A thorough patient history is important to obtain before choosing a radiation therapy option. Dr. Desai divides his history into 2 different categories-–patient-specific factors and disease-specific factors. For patient-specific factors, baseline urinary symptoms, metabolic disorders, hormonal disorders, patient preferences, and baseline sexual potency are important. Contraindications under this category include connective tissue disorders, ulcerative colitis, and Crohn’s disease. Prostate anatomy, such as large median lobes, also need to be assessed. Dr. Desai emphasizes that many of these contraindications do not totally rule out the possibility of radiation therapy, but just warrant careful consideration of the intensity of radiation used on the patient. Next, he discusses disease-specific factors, such as the efficacy of androgen deprivation therapy (ADT). The majority of prostate cancer patients are started on ADT for 4-6 months first, and then begin RT. Dr. Desai notes that delayed castration resolution times are possible in older patients, so a baseline testosterone level must be started before ADT has begun in order to assess its efficacy. Also, he allows his patients to start on ADT for one month before RT to give them an opportunity to adapt to the side effects of one therapy at a time. Then, he and Dr. Bagrodia discuss the exciting new field of second-generation ADT.

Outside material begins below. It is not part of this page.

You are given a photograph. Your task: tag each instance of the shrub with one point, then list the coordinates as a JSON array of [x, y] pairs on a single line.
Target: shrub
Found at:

Next, Dr. Desai summarizes his explanation of RT to his patients. He starts by delineating the differences between internal and external RT, which exist on a continuum. Based on which RT option the patient chooses, the acuity and duration of lower urinary tract symptoms (LUTS) will vary. The RT option he most commonly recommends to patients without contraindications is brachytherapy with an external beam, which results in less cancer recurrence but more LUTS. However, he acknowledges that brachytherapy may not be offered in all centers, may have reduced efficacy in big prostates, and may be an unfavorable choice in patients with severe LUTS. In these cases, conventional fractionation, hypofractionation, or ultra hypofractionation are better options. Furthermore, Dr. Desai dives into more technical aspects of RT, such as the importance of a full bladder as a form of protection from external beam RT and the superiority of photon-based RT over proton-based RT. Additionally, he recommends measuring PSA levels after 3 months post-RT to minimize the chance of picking up noise. He mentions that physicians should address the “PSA bounce”, a fluctuation of PSA level post-RT followed by a transient resolve, with their RT patients because it may be a source of patient anxiety.
Finally, Dr. Desai highlights the importance of the collaboration between urologists and radiation oncologists. The patient should be made aware that both specialties are in communication and feel comfortable discussing treatment options with both sides. Dr. Desai will usually advise his patients to meet with their urologists before making a final decision on their radiation therapy. Also, it is important for both sides to coordinate any new tests and check in periodically with patients.
[Dr. Neil Desai]:
So now digging into these spectrum of options. On one end, I would put internal implanted radioactive seeds or brachytherapy, which can be given as permanent radioactive seeds called low dose rate brachytherapy. Or as a temporary seed, which is inserted during a procedure, and then taken out during that procedure, the same time called a high dose rate or temporary radioactive seed in unfavorable intermediate risk, prostate cancer. It is still a matter of debate as to whether you can do those alone. I think there's enough risk for most of these men that you really should consider treating a sort of bigger margin around the prostate capsule, as well as a proximal seminal vesicle at the very least. And so monotherapy with brachytherapy alone is I think debatable and patient to patient.